We started running a custom python script we have at Praetorian against a subset of the passwords when we noticed that Jon Oberheide at DUO Security had already done a more complete job cracking some 400,000 of the encrypted passwords published by Gnosis, already double the original number Gnosis cracked. For that reason, we’ll use his more accurate numbers below. The first meaningful number is that there are approximately 748,000 passwords that can be cracked in the Gnosis release, out of some 1.3 million lines from the database extract.
Probably the most alarming thing is the relatively high percentage of passwords composed only of lower case letters:
A reasonable immediate next step is for Gawker to require some password complexity when setting up a password on their site to leave comments.
The attackers took time out to point out the number of users using ‘password’ and ‘qwerty’ in Sunday’s release. I mentioned I was holding out for ‘123456’, the combination I use on my luggage, and I was not disappointed by the 25 most common passwords (credit: DUO Security):
Note the 301 who used the site’s name, ‘gizmodo’, as their password, a common practice. For the 307 who had ‘trustno1′ as their password, good advice.
I appreciate Nick Denton reaching out, and I think Gawker Media has started on the right track following this security event. What counts now is integrating this event into the corporate culture, using it a year and two years from now when the memory of it has lessened, to justify making the right effort, in both time and expense, to build and maintain a mature information security program.

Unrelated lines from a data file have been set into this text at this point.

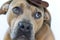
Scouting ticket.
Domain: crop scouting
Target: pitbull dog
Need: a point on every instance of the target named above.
(27, 20)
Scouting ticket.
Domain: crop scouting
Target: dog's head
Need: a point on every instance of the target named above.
(25, 19)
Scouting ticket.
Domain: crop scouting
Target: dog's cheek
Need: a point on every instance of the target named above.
(10, 17)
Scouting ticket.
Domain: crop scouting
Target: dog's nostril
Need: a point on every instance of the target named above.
(25, 27)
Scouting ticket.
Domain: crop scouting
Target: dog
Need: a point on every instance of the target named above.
(27, 20)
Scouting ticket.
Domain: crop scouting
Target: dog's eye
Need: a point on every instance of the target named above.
(37, 15)
(17, 10)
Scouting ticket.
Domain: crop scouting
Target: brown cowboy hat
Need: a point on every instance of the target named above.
(39, 3)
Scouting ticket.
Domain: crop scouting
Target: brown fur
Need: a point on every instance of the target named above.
(43, 32)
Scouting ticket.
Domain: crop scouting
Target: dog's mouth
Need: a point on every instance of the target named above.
(22, 37)
(19, 35)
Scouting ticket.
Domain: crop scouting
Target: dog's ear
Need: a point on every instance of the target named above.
(47, 17)
(5, 7)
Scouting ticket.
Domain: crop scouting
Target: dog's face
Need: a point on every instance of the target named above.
(24, 20)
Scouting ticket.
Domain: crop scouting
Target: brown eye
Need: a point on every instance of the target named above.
(17, 10)
(37, 15)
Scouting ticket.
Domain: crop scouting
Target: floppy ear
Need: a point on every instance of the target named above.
(47, 17)
(5, 7)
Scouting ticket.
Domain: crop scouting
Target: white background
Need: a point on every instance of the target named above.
(54, 8)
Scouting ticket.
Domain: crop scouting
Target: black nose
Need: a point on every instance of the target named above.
(25, 26)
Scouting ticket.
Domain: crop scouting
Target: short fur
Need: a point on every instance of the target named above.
(43, 32)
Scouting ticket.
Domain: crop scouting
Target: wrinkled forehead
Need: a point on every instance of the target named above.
(24, 4)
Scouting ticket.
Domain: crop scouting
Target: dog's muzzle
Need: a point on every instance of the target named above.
(23, 31)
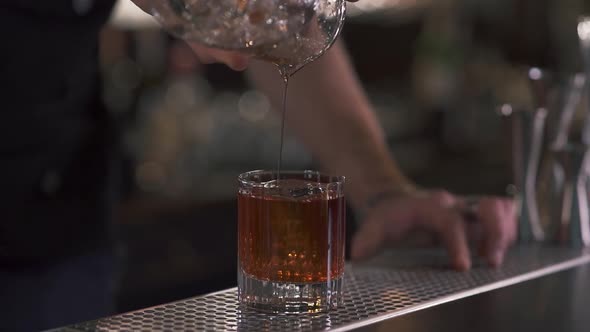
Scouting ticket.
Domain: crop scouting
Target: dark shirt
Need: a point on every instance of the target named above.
(56, 139)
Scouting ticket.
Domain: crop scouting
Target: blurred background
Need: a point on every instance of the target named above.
(436, 72)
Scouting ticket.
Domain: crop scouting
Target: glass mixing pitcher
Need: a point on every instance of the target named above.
(289, 33)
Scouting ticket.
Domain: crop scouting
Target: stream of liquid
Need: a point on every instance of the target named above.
(286, 71)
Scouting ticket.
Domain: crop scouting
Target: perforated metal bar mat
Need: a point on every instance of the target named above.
(394, 284)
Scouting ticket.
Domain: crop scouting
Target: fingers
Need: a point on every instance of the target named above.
(498, 220)
(388, 222)
(442, 217)
(451, 229)
(207, 55)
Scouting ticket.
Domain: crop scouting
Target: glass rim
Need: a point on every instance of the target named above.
(246, 177)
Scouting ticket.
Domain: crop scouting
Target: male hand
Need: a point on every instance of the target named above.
(443, 215)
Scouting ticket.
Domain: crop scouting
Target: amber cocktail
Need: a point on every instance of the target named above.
(291, 233)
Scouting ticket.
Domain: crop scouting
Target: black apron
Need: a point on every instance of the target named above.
(56, 139)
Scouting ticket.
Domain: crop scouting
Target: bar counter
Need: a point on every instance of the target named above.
(537, 288)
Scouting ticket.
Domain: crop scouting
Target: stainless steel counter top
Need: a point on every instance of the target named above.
(396, 284)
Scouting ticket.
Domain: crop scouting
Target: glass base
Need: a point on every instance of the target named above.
(281, 297)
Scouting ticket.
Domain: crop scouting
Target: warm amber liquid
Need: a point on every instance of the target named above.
(291, 240)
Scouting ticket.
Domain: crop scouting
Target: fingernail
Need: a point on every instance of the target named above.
(496, 259)
(465, 265)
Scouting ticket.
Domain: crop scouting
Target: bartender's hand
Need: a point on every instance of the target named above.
(442, 214)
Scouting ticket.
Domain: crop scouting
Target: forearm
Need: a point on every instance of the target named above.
(329, 112)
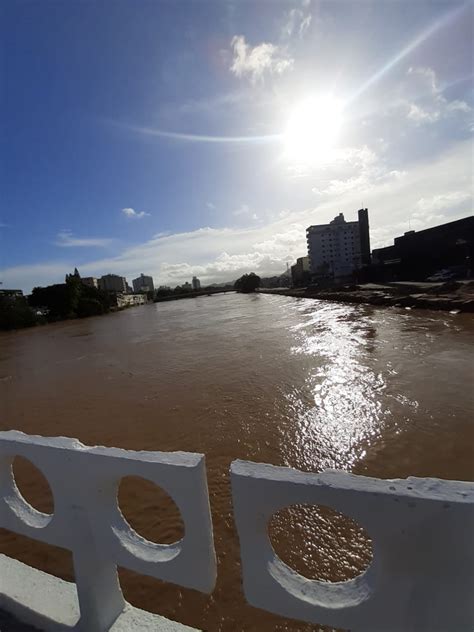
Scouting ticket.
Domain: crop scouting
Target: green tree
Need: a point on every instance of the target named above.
(15, 313)
(247, 283)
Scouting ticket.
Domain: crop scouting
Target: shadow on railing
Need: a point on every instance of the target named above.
(421, 577)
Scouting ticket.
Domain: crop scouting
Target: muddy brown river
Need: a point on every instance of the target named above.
(297, 382)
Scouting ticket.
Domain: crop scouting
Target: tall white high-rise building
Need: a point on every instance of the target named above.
(143, 284)
(338, 248)
(113, 283)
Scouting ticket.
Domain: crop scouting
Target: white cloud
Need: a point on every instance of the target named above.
(429, 104)
(243, 209)
(427, 194)
(297, 20)
(442, 201)
(255, 62)
(65, 239)
(132, 214)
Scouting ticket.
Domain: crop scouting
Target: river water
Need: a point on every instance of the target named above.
(297, 382)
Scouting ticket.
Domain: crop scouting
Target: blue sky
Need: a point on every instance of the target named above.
(154, 136)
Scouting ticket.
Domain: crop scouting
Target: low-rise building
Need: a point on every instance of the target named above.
(127, 300)
(339, 248)
(143, 283)
(417, 254)
(113, 283)
(11, 293)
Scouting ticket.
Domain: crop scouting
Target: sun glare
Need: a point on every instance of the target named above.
(312, 129)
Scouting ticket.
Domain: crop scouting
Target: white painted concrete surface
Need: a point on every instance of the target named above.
(421, 578)
(422, 574)
(88, 522)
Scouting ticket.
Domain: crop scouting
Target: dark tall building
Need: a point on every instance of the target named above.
(364, 235)
(417, 255)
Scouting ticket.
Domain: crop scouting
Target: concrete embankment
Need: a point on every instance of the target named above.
(453, 295)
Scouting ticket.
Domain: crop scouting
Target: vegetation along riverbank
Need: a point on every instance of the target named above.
(453, 295)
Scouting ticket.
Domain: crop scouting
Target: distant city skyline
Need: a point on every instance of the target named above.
(203, 139)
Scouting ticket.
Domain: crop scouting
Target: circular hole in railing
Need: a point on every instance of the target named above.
(150, 511)
(32, 485)
(320, 543)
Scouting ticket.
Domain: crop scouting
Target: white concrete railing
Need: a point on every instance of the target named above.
(88, 522)
(421, 577)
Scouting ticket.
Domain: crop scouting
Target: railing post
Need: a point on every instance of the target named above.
(98, 589)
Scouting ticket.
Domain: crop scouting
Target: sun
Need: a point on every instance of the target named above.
(312, 129)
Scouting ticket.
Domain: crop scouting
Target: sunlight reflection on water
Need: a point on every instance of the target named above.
(347, 409)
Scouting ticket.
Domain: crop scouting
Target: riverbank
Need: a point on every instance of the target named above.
(453, 295)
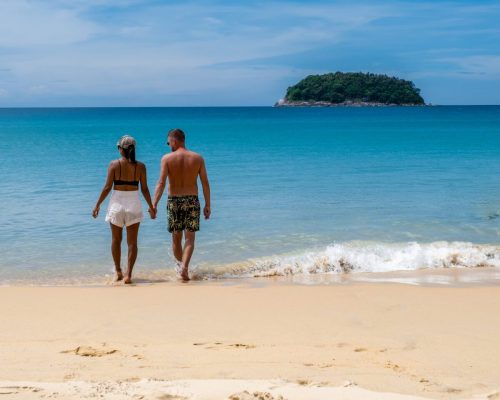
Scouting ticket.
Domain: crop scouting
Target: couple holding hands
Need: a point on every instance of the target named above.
(182, 168)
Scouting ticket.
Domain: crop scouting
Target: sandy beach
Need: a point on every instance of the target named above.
(211, 340)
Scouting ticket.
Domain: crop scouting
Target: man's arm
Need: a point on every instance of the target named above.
(162, 180)
(206, 189)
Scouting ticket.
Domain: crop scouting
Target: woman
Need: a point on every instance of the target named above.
(125, 207)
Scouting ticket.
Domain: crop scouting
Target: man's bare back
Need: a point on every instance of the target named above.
(182, 168)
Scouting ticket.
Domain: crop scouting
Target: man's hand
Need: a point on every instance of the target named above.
(207, 212)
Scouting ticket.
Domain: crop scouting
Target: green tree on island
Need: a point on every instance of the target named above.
(340, 87)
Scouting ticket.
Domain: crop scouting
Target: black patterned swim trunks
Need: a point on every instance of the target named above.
(183, 213)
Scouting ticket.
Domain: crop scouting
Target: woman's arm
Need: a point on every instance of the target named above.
(145, 191)
(106, 189)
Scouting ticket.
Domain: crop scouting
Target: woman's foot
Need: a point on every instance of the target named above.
(184, 275)
(119, 275)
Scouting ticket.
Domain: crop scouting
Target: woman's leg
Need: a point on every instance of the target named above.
(132, 233)
(116, 249)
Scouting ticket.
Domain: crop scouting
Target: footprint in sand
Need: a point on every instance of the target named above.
(219, 344)
(254, 396)
(393, 366)
(171, 397)
(88, 351)
(18, 389)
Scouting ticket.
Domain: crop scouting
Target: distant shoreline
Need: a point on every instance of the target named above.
(349, 103)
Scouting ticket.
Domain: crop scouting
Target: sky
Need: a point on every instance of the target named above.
(239, 53)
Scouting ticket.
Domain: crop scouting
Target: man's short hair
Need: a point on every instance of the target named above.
(177, 134)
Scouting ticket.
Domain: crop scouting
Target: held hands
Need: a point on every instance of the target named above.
(207, 212)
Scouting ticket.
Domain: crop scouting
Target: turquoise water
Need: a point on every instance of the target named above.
(299, 190)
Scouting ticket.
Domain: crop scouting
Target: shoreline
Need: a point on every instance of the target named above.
(425, 277)
(430, 342)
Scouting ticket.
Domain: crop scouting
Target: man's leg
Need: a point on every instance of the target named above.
(177, 245)
(116, 249)
(132, 233)
(187, 253)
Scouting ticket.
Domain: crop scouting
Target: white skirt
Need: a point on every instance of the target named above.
(124, 208)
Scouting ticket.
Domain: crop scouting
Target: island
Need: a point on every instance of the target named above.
(351, 89)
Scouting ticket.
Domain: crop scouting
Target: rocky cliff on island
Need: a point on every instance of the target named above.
(351, 89)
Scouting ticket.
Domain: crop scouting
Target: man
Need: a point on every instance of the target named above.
(182, 168)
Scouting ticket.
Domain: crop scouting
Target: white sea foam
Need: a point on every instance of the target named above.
(352, 257)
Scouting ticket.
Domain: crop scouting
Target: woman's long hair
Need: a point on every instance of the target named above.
(129, 153)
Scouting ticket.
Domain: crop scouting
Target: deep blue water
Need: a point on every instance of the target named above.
(284, 180)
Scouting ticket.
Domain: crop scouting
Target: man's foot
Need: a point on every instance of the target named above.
(119, 276)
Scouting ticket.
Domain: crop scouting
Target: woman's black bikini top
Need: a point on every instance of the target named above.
(119, 182)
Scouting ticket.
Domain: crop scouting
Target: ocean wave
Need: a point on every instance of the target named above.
(352, 257)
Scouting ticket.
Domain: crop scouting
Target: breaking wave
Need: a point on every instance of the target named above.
(352, 257)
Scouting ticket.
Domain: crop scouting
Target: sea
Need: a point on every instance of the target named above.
(299, 193)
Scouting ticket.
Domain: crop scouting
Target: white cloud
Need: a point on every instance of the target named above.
(478, 66)
(24, 23)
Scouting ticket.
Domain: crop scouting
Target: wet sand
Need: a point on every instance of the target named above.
(206, 340)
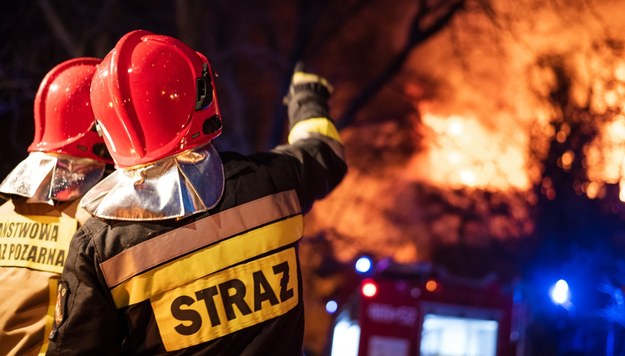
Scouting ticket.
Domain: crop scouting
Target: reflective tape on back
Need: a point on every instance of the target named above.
(208, 260)
(181, 241)
(227, 301)
(35, 241)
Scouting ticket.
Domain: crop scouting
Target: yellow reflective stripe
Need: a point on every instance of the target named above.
(52, 287)
(38, 242)
(227, 301)
(198, 234)
(320, 125)
(302, 78)
(208, 260)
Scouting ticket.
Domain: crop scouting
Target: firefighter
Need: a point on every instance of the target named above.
(193, 250)
(66, 158)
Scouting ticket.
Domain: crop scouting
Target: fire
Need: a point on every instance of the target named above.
(462, 152)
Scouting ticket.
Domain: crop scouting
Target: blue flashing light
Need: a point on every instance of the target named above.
(364, 265)
(331, 306)
(560, 292)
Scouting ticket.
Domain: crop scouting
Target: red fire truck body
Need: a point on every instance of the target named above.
(412, 310)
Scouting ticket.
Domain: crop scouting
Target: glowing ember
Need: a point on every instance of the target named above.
(461, 152)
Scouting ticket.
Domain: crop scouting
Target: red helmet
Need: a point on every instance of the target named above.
(154, 97)
(64, 120)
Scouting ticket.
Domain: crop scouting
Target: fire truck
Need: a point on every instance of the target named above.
(420, 309)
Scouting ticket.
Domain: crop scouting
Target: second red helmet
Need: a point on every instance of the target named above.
(64, 120)
(154, 97)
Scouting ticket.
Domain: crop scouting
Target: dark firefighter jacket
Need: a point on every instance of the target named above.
(34, 241)
(223, 282)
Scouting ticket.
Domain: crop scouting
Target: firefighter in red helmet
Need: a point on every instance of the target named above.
(66, 158)
(193, 251)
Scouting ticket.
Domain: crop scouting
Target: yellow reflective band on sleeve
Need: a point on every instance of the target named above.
(208, 260)
(227, 301)
(35, 241)
(320, 125)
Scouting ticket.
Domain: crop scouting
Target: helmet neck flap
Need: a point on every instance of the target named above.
(48, 177)
(174, 187)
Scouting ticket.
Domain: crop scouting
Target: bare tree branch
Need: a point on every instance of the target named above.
(417, 35)
(56, 24)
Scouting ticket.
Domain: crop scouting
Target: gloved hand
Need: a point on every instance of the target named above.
(308, 96)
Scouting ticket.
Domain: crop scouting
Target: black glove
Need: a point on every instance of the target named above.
(307, 97)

There is one user I would like to address directly, who wrote this: “I’m in the database, but don’t seem to have my password leaked. Hoping that it stays that way, but based on the fact that I used password reset to access that account last, I’m thinking I should be good as it should be something random. Hopefully.”
This is in part what I was worried about when Gawker mentioned “people with weak passwords”, a false sense of confidence. When someone has the password file, your password has a probability of being enumerated. Please change your password.